Cheddar
Gratinated Macaroni Cheese with Sourdough Crumbs
Creamy and comforting macaroni pasta coated in a rich and velvety cheddar cheese sauce, flavoured with Dijon mustard and a hint of nutmeg, then topped with crunchy sourdough breadcrumbs and baked until golden and bubbling.
25 COVERS
This recipe features
INGREDIENTS
1125kg Macaroni
250g Plain Flour
250g Butter
3.5lt Milk
185g Fresh Double Cream
300g Major Cheddar Cheese Base Paste
50ml Dijon Mustard
1.25g Nutmeg
1.5g Freshly Ground Pepper
Sourdough Breadcrumbs – as required
METHOD
Cook macaroni according to directions on the pack, refresh under cold water, set aside.
Make a white sauce using the butter, flour and milk to form a roux.

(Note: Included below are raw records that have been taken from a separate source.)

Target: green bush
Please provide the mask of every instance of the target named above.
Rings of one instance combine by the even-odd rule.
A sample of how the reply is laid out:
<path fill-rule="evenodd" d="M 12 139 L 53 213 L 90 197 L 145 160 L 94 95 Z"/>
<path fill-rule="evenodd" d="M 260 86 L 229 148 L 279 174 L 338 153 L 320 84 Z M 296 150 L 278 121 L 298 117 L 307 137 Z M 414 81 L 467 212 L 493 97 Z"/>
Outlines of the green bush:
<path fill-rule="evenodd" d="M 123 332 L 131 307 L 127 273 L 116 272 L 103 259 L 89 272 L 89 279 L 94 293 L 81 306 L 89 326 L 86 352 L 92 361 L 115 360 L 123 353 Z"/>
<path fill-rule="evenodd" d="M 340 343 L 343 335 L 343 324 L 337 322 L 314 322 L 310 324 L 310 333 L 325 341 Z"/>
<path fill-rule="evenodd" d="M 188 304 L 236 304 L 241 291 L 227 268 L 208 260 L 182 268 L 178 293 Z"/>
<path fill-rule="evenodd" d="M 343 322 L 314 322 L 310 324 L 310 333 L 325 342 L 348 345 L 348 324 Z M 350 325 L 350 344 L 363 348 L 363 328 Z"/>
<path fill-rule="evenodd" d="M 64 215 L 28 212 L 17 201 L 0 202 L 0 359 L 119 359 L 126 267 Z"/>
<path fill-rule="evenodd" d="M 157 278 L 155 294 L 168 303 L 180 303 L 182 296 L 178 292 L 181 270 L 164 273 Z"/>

Add Major Cheddar Base Paste, mustard, nutmeg and freshly ground pepper to the sauce.
Strain pasta and add to the sauce and slowly bring back to the boil.
Remove from heat and add fresh double cream.
Return to the heat and thoroughly heat through.
Turn out into greased fire proof dish.
Sprinkle with grated cheese breadcrumbs and gratinate under a grill.